The 287(g) program is expected to be one of the methods by which the new administration augments its manpower as it prepares to initiate what it describes as the largest deportation effort in US history. It allows state and local law enforcement officers to assist in the enforcement of federal immigration law. However, it may also serve as a flashpoint for a legal dispute that is developing as Inauguration Day approaches.

"We're not waiting until January," Homan said during a Tuesday visit with local law enforcement in Texas, who recently vowed to "take the handcuffs off ICE," NBC News reported.

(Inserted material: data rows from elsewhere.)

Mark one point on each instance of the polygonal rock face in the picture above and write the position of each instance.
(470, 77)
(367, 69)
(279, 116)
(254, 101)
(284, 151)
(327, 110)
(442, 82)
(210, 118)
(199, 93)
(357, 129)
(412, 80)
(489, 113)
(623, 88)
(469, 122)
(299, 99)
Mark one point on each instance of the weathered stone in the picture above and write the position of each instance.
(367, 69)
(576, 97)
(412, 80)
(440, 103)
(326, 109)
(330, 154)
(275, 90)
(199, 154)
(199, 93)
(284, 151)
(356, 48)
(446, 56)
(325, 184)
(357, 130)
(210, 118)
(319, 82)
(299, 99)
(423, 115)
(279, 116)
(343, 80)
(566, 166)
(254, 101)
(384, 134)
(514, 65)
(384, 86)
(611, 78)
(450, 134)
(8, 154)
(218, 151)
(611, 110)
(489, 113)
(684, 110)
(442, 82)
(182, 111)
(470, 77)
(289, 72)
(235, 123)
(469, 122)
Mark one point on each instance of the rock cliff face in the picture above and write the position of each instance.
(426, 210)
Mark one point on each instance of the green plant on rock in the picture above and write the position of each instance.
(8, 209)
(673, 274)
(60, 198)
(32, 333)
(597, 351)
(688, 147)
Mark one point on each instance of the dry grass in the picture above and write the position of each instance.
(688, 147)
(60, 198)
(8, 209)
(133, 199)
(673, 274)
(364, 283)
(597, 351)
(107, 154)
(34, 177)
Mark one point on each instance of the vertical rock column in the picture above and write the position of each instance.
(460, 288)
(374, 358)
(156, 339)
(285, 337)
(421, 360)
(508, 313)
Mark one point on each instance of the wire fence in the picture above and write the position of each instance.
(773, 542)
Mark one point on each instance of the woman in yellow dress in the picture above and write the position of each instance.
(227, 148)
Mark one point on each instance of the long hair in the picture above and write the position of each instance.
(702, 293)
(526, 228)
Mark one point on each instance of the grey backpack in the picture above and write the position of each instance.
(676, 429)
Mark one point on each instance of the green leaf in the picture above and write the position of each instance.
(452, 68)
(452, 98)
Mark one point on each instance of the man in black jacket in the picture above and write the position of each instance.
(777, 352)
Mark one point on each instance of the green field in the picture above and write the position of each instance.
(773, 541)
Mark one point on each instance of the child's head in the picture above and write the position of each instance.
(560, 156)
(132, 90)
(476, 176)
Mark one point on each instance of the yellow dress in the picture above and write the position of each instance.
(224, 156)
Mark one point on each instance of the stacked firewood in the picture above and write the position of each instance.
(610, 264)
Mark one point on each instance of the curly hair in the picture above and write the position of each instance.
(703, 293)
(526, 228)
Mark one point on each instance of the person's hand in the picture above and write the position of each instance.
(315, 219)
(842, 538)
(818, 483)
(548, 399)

In 1996, President Bill Clinton incorporated the 287(g) program into the Immigration and Nationality Act. It grants ICE the authority to assign specific immigration officers responsibilities to state and local law enforcement officers. Upon the arrest of a suspect for a crime, a trained corrections officer has the ability to access an ICE database to obtain additional information regarding their immigration status and may detain the person for 48 hours before ICE decides to pick up the individual and start deportation procedures.

On the campaign trail, Trump vowed to require local law enforcement to assist with federal immigration enforcement. However, more and more Democratic lawmakers are pledging to disregard that. The Los Angeles City Council passed an ordinance earlier this month that forbids the use of local resources for immigration enforcement, and the LA police chief said his officers would not assist the Trump administration's efforts. The mayor of Denver recently pledged to block federal immigration efforts and Homan responded saying, "I'm willing to put him in jail."

"Local and state officials on the frontlines of the Harris-Biden border invasion have been suffering for four years and are eager for President Trump to return to the Oval Office," said Karoline Leavitt, Trump's incoming White House press secretary. "On day one, President Trump will marshal every lever of power to secure the border, protect their communities, and launch the largest mass deportation operation of illegal immigrant criminals in history."